Я замолчал, разглядывая начальство, вернее — его макушку. Он покачался на каблуках, все так же высверливая мой пупок. Я даже несколько забеспокоился. Мне показалось вдруг, что под рубашкой у меня что-то зашевелилось, и я с ужасом подумал: не экстрасенс ли наш шеф и не развяжет ли он мне пупок. Но он прервал мои мрачные мысли.
— Хорошо. Это на вопрос, где вы служили. А я спрашивал: где и почему ушли. Я слушаю…
С пупком моим явно происходило что-то неладное, но я героически смолчал, лишь одернул пиджак и сложил руки на животе. Но шеф впервые за всю беседу поднял на меня взгляд, и мне пришлось убрать руки, предоставив ему ковыряться в моем пупке сколько вздумается.
— Из МУРа я уволился по выслуге лет, в баре не работа, а сплошной мордобой, платили мало, били много…
— Вас? — удивился шеф, во второй раз поднимая голову.
— Увы, — развел я руками. — Всегда найдется кто-то здоровее тебя, а то и несколько сразу, да и предметов под рукой в баре множество. А главное зарплата для такой работы мизерная. Да и страховку отказывались выплачивать. А при такой службе — сами знаете — все до поры до времени. Кому охота за просто так рисковать?..

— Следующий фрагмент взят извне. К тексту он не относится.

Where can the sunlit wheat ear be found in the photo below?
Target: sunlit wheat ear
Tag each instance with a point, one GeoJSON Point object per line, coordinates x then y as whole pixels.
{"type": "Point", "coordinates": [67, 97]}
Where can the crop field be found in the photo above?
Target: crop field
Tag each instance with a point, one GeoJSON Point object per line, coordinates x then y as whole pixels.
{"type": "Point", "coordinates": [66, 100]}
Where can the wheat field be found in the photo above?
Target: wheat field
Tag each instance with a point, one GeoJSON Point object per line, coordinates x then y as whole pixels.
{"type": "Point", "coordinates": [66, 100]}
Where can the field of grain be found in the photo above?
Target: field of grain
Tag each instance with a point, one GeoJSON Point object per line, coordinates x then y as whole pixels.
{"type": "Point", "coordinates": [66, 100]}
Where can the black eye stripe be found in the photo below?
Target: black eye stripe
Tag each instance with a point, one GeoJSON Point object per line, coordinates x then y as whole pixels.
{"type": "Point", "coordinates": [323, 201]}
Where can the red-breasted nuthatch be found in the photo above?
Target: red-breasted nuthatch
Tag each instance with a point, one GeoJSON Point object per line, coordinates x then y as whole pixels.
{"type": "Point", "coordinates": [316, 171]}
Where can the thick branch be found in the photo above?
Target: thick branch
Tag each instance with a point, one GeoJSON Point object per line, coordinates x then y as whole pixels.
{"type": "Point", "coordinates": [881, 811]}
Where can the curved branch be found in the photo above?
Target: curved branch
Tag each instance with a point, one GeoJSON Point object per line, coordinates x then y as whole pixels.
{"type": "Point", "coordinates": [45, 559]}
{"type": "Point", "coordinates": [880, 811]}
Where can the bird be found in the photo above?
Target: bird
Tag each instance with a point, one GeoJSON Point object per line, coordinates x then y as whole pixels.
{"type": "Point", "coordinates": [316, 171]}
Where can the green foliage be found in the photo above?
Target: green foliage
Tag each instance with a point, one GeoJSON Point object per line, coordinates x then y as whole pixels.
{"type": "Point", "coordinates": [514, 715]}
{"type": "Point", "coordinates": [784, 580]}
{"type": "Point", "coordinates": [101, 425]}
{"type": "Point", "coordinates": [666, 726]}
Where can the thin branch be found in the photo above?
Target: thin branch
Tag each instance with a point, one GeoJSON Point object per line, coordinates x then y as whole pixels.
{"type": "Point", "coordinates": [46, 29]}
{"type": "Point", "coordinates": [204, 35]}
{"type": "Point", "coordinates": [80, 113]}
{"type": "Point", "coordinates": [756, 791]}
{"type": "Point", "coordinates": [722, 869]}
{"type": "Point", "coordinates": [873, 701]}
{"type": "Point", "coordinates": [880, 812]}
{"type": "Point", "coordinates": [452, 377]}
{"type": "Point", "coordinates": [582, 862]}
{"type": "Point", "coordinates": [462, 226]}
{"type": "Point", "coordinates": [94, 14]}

— Все ясно. Можно без подробностей. Мотивация понятна, — поторопил меня шеф, как-то странно покручивая головой, гайку, что ли, на пупке у меня откручивал?
— В страховом агентстве известно как. Страхуют кредиты банковские. Если в срок не выплачиваются, вступает в дело служба стабилизации, то есть мы. Должники народ нервный, никогда не знаешь, что тебя ожидает за дверью. Пару раз стреляли. Да и платили не по-Божески. Ушел в частное сыскное агентство. Там ничего. Работа не пыльная. Частным агентствам не многое доверяют. Мужей, жен неверных отслеживать. Жуликов на предприятиях находили. Ничего так работа. Только мало её. И денег опять же мало. А тут знакомый мой из страхового агентства к вам устроился и мне присоветовал. А я что? Мне лишь бы поспокойней и платили чтоб хорошо и вовремя.
— Притом второе для вас даже важнее спокойствия? — опять поднял на меня глаза шеф.
— Это чтобы платили? Конечно! Рискнуть — отчего же нет? Можно и рискнуть. Но если не платят…
— Хорошо, — шеф опустил голову, слегка массируя шею, словно устал стоять, задрав голову, — зайдете ко мне через двадцать минут. Вас сменят.
Он повернулся и пошел было, но остановился и бросил не оборачиваясь:
— И знаете что… Примите душ.
Он ушел, а я обиженно засопел носом. Тоже мне! "Душ примите!" Лучше бы кондиционеры поставил или форму полегче выдал.
Но на обиды времени не оставалось. Из дверей транспортного отдела мчался мне на смену мой напарник Михаил, пытаясь сгибать колени, что означало у него самую высокую скорость.
Через двадцать минут я стучал в дверь директора банка чисто выбритый, переодетый в свой костюмчик из легкой ткани и бежевую рубашку, с шелковым галстуком на шее, весь благоухающий дорогими дезодорантами и одеколонами, которые я так любил.